/*================================================================================================
发送时间间隔是1.2秒
指示灯:接收灯上电后变红,收到数据后变绿,在3秒内未接收到数据则变红
发送灯上电后变红,发送数据变绿
*==================================================================================================*/
// Comment out the following line for nRF24E1
//#define NRF9E5 1
//卡号是916d47
#ifdef NRF9E5
#include <Nordic\reg9e5.h>
#define POWER 3 // 0=min power...3 = max power
#define HFREQ 1 // 0=433MHz, 1=868/915MHz
#define CHANNEL 351 // Channel number: f(MHz) = (422.4+CHANNEL/10)*(1+HFREQ)
#else
#include <reg24e1.h>
//#include<absacc.h>
//#include<stdlib.h>
#include<intrins.h>
//#include<stdio.h>
//#include<math.h>
#endif
#define uchar unsigned char
#define uint unsigned int
#define nop() _nop_()
sbit LED=P0^5;
sbit data0=P0^4;
sbit data1=P0^3;
sbit fsen=P1^0;
//static volatile uchar timer;
static volatile uchar t0lrel, t0hrel;
static volatile uchar t1lrel, t1hrel;
uchar a[3];
uchar ou_check=0;
uchar ji_check=0;
uchar count=0;
uchar count1=0;
uint count0=0;
bit over_flag=0;
bit over1_flag=0;
//bit over2_flag=0;
uchar code array[3]={0x91,0x6d,0x47};
#ifndef NRF9E5
struct RFConfig
{
unsigned char n;
unsigned char buf[15];
};
typedef struct RFConfig RFConfig;
#define ADDR_INDEX 8 // Index to address bytes in RFConfig.buf
#define ADDR_COUNT 4 // Number of address bytes
//暂时3个字节卡号无卡号的校验和
const RFConfig tconf =
{
15,
0x18, // Payload size transmitter Rx #2 (not used in this example)

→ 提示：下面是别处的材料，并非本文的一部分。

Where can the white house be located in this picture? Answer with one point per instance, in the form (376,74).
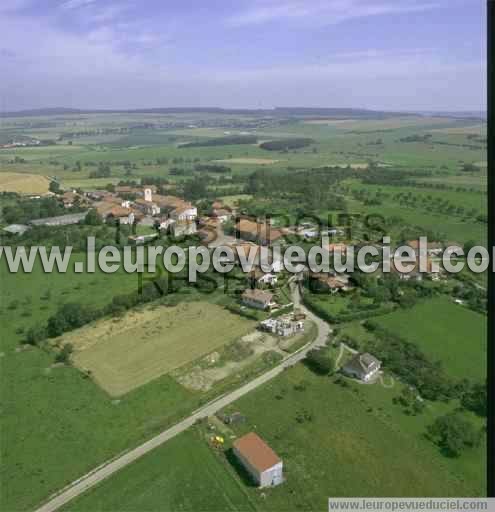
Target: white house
(186,212)
(260,461)
(270,279)
(258,299)
(283,326)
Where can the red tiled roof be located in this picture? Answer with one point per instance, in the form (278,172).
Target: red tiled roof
(253,449)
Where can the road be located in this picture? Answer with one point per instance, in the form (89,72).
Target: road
(95,476)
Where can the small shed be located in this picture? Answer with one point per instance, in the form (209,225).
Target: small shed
(259,460)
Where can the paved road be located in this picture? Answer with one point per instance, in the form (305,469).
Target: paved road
(100,473)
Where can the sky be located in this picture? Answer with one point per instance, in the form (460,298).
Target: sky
(377,54)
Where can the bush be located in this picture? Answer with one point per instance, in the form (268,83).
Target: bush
(453,434)
(64,355)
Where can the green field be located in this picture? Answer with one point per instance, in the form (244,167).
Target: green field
(184,474)
(444,331)
(146,344)
(357,444)
(57,423)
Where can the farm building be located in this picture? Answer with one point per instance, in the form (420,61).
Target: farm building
(260,461)
(283,325)
(16,229)
(258,299)
(261,233)
(362,366)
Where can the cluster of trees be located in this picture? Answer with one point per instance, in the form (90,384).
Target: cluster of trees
(222,141)
(407,361)
(286,144)
(409,199)
(453,433)
(474,297)
(306,192)
(320,361)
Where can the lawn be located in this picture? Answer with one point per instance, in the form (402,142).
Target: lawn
(351,441)
(357,444)
(183,474)
(146,344)
(56,424)
(445,331)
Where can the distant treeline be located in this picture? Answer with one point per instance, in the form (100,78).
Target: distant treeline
(286,144)
(212,168)
(222,141)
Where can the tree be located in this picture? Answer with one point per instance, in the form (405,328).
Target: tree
(54,187)
(320,361)
(469,245)
(64,355)
(475,399)
(453,434)
(35,335)
(93,218)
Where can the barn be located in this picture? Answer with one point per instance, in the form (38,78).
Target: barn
(261,462)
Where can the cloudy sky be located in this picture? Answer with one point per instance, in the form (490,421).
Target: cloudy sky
(382,54)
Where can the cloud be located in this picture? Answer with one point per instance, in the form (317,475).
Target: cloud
(327,12)
(76,4)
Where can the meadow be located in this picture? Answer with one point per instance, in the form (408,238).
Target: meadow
(57,423)
(444,331)
(183,474)
(348,447)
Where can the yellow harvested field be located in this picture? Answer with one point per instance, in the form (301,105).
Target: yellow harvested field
(328,121)
(248,161)
(125,353)
(23,183)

0x18, // Payload size transmitter Rx #1 (not used in this example)
0x00, 0x00, 0x00, 0x00, 0x00, // Address of transmitter Rx #2 (not used in this example)
0x00, 0x12, 0x34, 0x56, 0x78, // Address of transmitter Rx #1 (not used in this example)
0x81, 0x6f, 0x04
};
const RFConfig rconf =
{
15,
0x18, // Payload size receiver Rx #2 (not used in this example)
0x18, // Payload size receiver Rx #1
0x00, 0x00, 0x00, 0x00, 0x00, // Address receiver Rx #2 (not used in this example)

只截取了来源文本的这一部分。